To my mind, _factor/фактор _fits here just as well (just as poorly) as anything.


----------



## Rosett

MIDAV said:


> To my mind, _factor/фактор _fits here just as well (just as poorly) as anything.


_Фактор_ is widely used in the context of revolutionary activities. There’s nothing outstanding or uncommon in the police report, as cited above.
Факторы революции в современной России
Это демографический рост, перепроизводство элиты и ослабление государства[2]. Рассмотрим подробней эти революционные факторы в контексте
Революция и ее причины: ответы и новые вопросы Текст научной статьи ...
by АА Никифоров · 2008 · Cited by 18 — Таким образом, предпосылками революции являются два необходимых взаимовлияющих фактора:
Механизм возникновения революций основан на пяти факторах
Nov 5, 2017 — Для того, чтобы предсказать приближающуюся революцию, необходимо обращать внимание на пять факторов,…


----------



## MIDAV

Rosett said:


> …


The problem is the two factors mentioned in the police document are actually supposed to be created or at least actively promoted by the Jews themselves, which doesn’t align well with your quoted definitions and examples. I just can't think of a better word though.


----------



## Awwal12

Rosett said:


> _Фактор_ is widely used in the context of revolutionary activities.

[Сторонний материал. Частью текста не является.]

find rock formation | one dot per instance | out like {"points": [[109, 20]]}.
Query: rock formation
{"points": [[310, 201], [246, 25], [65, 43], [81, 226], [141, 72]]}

The issue here is not the "context" but the semantics. "Они избрали фактор искусственного вздорожания предметов первой необходимости" doesn't really make much sense in normal Russian, because 1. it sounds as if that "factor" exists independently of them and they're just going to using it somehow,  which, however, contradicts the context and common sense, and 2. it remains blatantly unclear what FOR they have chosen it actually.

Makes just as much sense as террористы избрали фактор завтрашнего покушения на президента, it seems.


----------



## pimlicodude

Awwal12 said:


> The issue here is not the "context" but the semantics. "Они избрали фактор искусственного вздорожания предметов первой необходимости" doesn't really make much sense in normal Russian, because 1. it sounds as if that "factor" exists independently of them and they're just going to using it somehow,  which, however, contradicts the context and common sense, and 2. it remains blatantly unclear what FOR they have chosen it actually.
> 
> Makes just as much sense as террористы избрали фактор завтрашнего покушения на президента, it seems.


Factor makes no sense in English. Maybe "two options"?


----------



## MIDAV

pimlicodude said:


> Factor makes no sense in English. Maybe "two options"?


They are creating/facilitating something (e.g. high prices) that ultimately becomes a factor in the overall revolutionary development on the national level – what's wrong with that? 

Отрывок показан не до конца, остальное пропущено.